Ozeanische Sprachen

aus Wikipedia, der freien Enzyklopädie
Wechseln zu: Navigation, Suche
  • Admiralties und Yapese
  • St. Matthias
  • Westozeanisch und Meso-Melanesisch
  • Temotu
  • Südostsalomonisch
  • Südozeanisch
  • Mikronesisch
  • Fidschi-polynesisch

Die ozeanischen Sprachen sind die östliche Gruppe des malayo-polynesischen Zweigs der austronesischen Sprachen. Die polynesischen und die mikronesischen Sprachen sind die bekanntesten Untergruppen der ozeanischen Sprachen. Die Mehrzahl der insgesamt etwa 450 ozeanischen Sprachen hat nur wenige hundert bis tausend Sprecher. Viele der Sprachen sind nicht verschriftlicht und kaum dokumentiert.

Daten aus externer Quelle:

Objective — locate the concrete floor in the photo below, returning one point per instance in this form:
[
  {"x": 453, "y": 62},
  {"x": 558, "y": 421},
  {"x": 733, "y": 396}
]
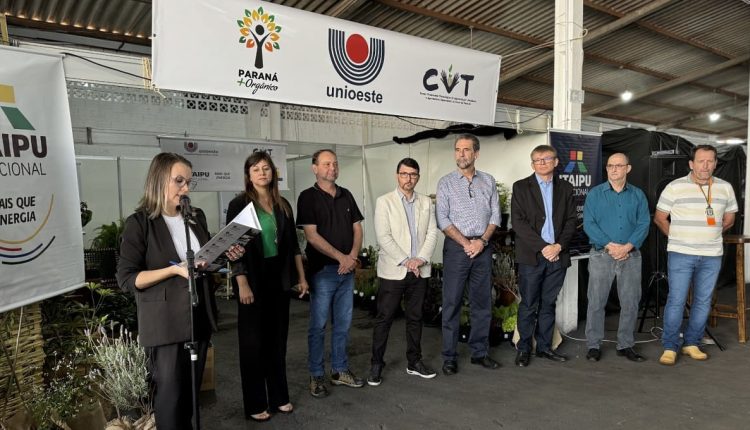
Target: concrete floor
[{"x": 613, "y": 393}]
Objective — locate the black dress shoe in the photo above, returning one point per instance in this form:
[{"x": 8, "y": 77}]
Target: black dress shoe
[
  {"x": 552, "y": 355},
  {"x": 522, "y": 359},
  {"x": 450, "y": 367},
  {"x": 594, "y": 354},
  {"x": 485, "y": 362},
  {"x": 631, "y": 355}
]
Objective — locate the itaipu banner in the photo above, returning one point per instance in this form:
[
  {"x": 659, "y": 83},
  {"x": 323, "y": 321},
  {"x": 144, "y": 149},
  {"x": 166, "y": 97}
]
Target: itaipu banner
[
  {"x": 264, "y": 51},
  {"x": 580, "y": 163},
  {"x": 218, "y": 164},
  {"x": 41, "y": 243}
]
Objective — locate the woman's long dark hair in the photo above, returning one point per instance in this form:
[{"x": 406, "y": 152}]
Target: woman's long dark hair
[{"x": 252, "y": 195}]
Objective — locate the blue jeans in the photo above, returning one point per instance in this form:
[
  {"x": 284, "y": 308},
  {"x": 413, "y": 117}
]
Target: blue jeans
[
  {"x": 685, "y": 269},
  {"x": 330, "y": 292},
  {"x": 459, "y": 271},
  {"x": 602, "y": 270}
]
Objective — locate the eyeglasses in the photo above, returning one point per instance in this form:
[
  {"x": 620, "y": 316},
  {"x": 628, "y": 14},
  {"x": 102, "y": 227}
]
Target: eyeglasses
[
  {"x": 616, "y": 166},
  {"x": 404, "y": 175},
  {"x": 545, "y": 160},
  {"x": 181, "y": 182}
]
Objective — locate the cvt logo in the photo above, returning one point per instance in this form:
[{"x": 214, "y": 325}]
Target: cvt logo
[
  {"x": 449, "y": 80},
  {"x": 576, "y": 158},
  {"x": 259, "y": 30},
  {"x": 355, "y": 61}
]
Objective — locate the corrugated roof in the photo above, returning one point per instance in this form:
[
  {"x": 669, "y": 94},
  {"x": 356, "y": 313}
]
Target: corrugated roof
[{"x": 663, "y": 40}]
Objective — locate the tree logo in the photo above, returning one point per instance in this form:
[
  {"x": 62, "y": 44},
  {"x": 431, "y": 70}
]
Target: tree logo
[
  {"x": 259, "y": 30},
  {"x": 355, "y": 61},
  {"x": 576, "y": 158}
]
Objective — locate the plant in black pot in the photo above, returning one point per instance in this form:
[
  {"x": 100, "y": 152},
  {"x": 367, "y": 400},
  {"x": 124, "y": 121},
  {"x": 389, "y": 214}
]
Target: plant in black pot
[{"x": 503, "y": 195}]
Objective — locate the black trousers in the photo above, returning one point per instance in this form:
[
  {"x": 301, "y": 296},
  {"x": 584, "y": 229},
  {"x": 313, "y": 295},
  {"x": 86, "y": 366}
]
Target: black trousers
[
  {"x": 171, "y": 381},
  {"x": 539, "y": 286},
  {"x": 263, "y": 328},
  {"x": 413, "y": 290}
]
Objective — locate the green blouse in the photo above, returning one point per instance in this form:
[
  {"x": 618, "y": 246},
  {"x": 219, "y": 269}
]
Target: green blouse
[{"x": 269, "y": 233}]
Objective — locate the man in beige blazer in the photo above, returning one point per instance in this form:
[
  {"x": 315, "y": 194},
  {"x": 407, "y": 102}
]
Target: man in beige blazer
[{"x": 406, "y": 231}]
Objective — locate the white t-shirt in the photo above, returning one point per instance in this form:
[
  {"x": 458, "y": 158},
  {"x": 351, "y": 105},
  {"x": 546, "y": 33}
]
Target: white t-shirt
[{"x": 177, "y": 231}]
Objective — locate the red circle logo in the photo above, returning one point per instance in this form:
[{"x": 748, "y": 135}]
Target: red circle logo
[{"x": 356, "y": 48}]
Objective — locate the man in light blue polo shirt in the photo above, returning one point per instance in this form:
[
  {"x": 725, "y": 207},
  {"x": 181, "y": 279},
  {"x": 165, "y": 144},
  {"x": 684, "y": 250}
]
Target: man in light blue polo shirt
[{"x": 616, "y": 219}]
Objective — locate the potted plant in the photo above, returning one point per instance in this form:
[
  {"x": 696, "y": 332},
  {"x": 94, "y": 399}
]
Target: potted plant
[
  {"x": 503, "y": 195},
  {"x": 120, "y": 376},
  {"x": 504, "y": 277}
]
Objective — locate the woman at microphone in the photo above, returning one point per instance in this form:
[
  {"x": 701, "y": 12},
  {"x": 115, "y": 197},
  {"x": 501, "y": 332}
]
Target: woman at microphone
[
  {"x": 263, "y": 278},
  {"x": 152, "y": 267}
]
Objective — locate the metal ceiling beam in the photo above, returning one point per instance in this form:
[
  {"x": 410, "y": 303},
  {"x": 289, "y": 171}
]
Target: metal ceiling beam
[
  {"x": 670, "y": 84},
  {"x": 658, "y": 30},
  {"x": 737, "y": 132},
  {"x": 720, "y": 108},
  {"x": 661, "y": 75},
  {"x": 41, "y": 25},
  {"x": 593, "y": 35},
  {"x": 342, "y": 7},
  {"x": 600, "y": 92},
  {"x": 459, "y": 21}
]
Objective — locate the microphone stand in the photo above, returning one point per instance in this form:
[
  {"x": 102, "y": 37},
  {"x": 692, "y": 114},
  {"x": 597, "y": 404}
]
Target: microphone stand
[{"x": 187, "y": 218}]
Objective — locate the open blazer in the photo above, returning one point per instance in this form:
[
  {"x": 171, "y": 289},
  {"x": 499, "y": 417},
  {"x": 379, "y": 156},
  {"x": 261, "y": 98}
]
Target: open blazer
[
  {"x": 394, "y": 239},
  {"x": 527, "y": 215},
  {"x": 164, "y": 308},
  {"x": 252, "y": 262}
]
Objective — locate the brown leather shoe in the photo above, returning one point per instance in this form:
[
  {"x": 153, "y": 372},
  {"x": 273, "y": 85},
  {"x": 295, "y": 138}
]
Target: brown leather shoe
[
  {"x": 694, "y": 352},
  {"x": 668, "y": 358}
]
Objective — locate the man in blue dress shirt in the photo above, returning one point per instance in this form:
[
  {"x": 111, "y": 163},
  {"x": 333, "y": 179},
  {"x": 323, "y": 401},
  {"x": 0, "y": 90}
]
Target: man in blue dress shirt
[{"x": 616, "y": 219}]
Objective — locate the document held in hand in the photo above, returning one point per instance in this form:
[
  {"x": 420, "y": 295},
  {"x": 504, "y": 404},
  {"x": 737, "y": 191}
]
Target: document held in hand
[{"x": 243, "y": 227}]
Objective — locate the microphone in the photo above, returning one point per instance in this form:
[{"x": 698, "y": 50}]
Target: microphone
[{"x": 185, "y": 209}]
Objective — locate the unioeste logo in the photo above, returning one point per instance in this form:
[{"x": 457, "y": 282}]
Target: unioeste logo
[
  {"x": 355, "y": 61},
  {"x": 576, "y": 158}
]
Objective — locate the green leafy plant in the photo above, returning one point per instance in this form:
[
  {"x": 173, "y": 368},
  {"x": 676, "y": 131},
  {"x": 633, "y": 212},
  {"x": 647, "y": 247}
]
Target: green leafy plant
[
  {"x": 120, "y": 370},
  {"x": 503, "y": 194},
  {"x": 62, "y": 396},
  {"x": 508, "y": 315},
  {"x": 504, "y": 273}
]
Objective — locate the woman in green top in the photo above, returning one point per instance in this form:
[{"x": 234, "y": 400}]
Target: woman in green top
[{"x": 270, "y": 268}]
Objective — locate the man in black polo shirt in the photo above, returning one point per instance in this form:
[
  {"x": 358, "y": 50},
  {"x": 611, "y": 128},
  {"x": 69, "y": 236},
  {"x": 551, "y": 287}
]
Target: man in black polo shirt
[{"x": 324, "y": 212}]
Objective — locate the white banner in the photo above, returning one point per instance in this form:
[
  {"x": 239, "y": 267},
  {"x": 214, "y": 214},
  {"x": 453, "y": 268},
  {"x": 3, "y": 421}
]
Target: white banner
[
  {"x": 218, "y": 164},
  {"x": 263, "y": 51},
  {"x": 41, "y": 244}
]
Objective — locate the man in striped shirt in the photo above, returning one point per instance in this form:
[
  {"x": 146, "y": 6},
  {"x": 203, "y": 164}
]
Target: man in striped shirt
[
  {"x": 467, "y": 212},
  {"x": 701, "y": 207}
]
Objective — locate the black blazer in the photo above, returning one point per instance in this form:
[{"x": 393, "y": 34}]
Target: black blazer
[
  {"x": 251, "y": 264},
  {"x": 163, "y": 309},
  {"x": 527, "y": 216}
]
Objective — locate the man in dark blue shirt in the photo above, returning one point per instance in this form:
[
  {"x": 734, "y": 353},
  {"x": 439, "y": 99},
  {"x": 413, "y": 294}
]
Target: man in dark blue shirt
[{"x": 616, "y": 219}]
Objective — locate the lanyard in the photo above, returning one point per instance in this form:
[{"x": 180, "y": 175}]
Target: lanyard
[{"x": 707, "y": 197}]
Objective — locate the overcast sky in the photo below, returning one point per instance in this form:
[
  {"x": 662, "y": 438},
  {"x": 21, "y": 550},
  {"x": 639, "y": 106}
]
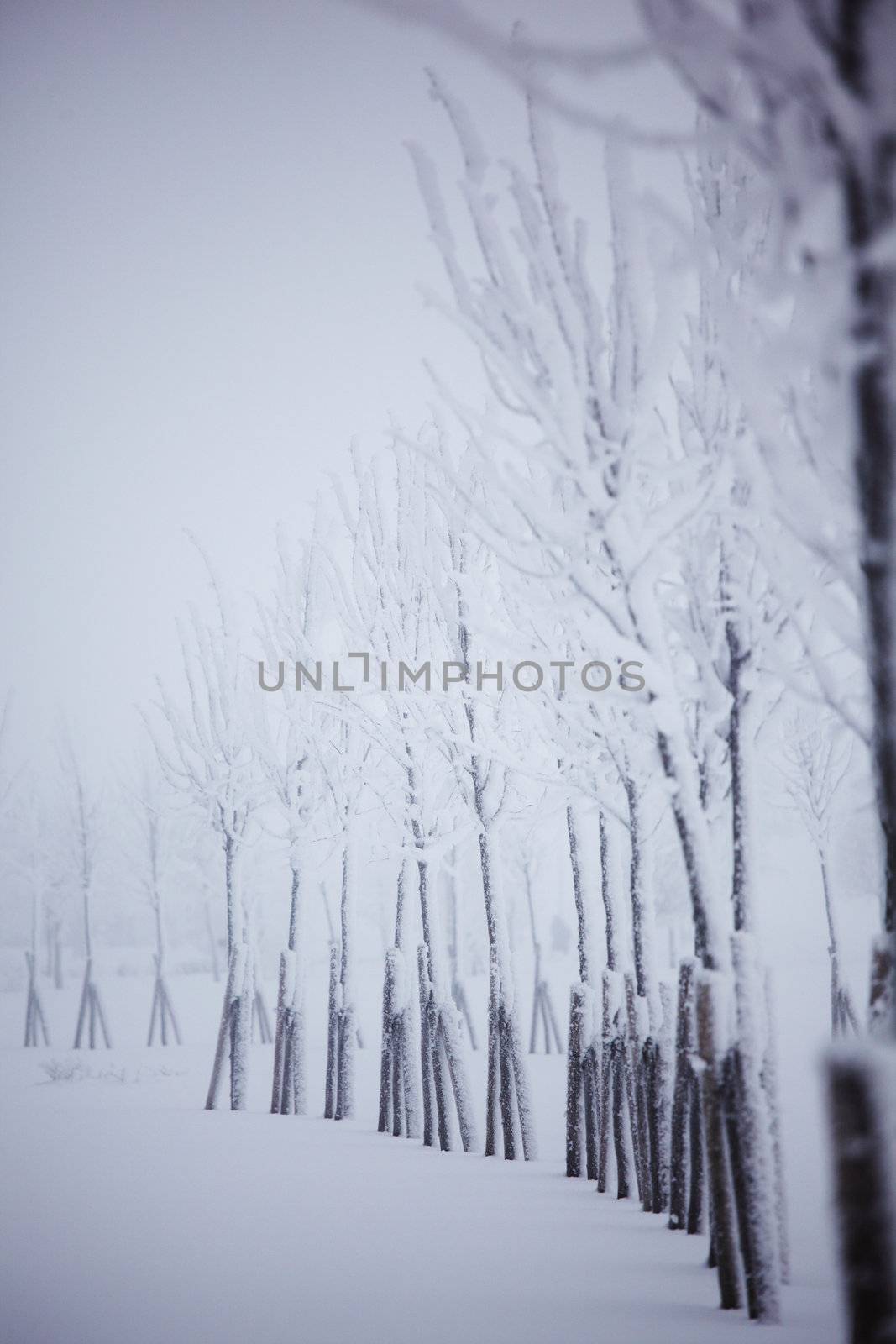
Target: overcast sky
[{"x": 211, "y": 249}]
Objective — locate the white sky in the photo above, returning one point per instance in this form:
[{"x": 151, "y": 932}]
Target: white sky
[{"x": 211, "y": 248}]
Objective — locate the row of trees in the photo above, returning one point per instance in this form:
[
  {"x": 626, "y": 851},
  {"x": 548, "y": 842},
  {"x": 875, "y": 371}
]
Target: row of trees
[{"x": 788, "y": 412}]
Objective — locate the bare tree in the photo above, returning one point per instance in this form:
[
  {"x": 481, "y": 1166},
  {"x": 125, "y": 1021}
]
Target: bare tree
[{"x": 82, "y": 827}]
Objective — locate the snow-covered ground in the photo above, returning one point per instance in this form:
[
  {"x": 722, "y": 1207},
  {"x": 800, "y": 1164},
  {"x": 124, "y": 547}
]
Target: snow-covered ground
[{"x": 132, "y": 1214}]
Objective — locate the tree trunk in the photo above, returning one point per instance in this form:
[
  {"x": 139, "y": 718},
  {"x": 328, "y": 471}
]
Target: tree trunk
[
  {"x": 725, "y": 1236},
  {"x": 862, "y": 1084}
]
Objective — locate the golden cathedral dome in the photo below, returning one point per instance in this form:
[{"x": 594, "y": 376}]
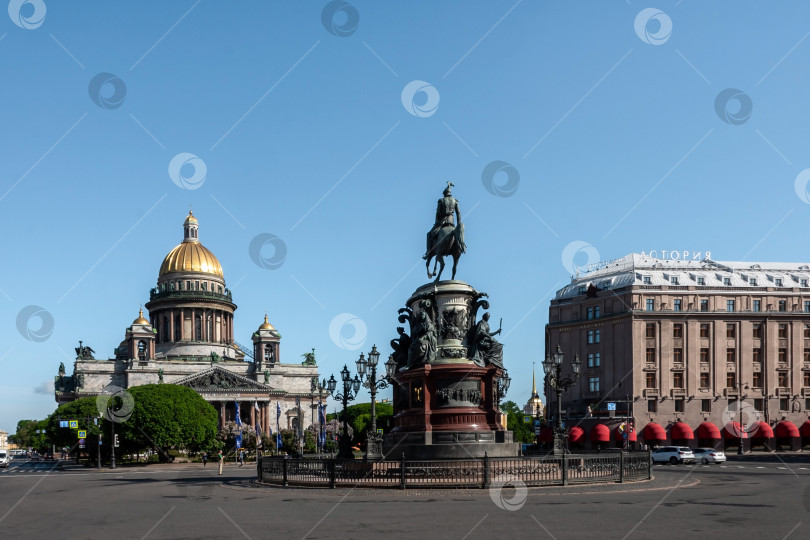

Die ozeanischen Sprachen gliedern sich in die Sprachen der Admiralitätsinseln sowie einen west-ozeanischen und einen zentral-ost-ozeanischen Zweig, zu dem unter anderem auch die mikronesischen und die polynesischen Sprachen gehören. Bevor die Verwandtschaftsverhältnisse der Sprachen geklärt waren, wurden alle ozeanischen Sprachen außer den mikro- und polynesischen unter dem Sammelbegriff melanesische Sprachen zusammengefasst (siehe auch Melanesien).

Wichtige „melanesische“ Sprachen sind das mit dem Polynesischen verwandte Fidschi und die west-ozeanischen Sprachen Motu, Hiri Motu und Kuanua (Tolai). Die Sprachen Yabêm, Gedaged (west-ozeanisch) und Mota (zentral-ost-ozeanisch) hatten und haben teilweise noch immer über den Kreis der muttersprachlichen Sprecher hinaus Bedeutung als Sakralsprachen.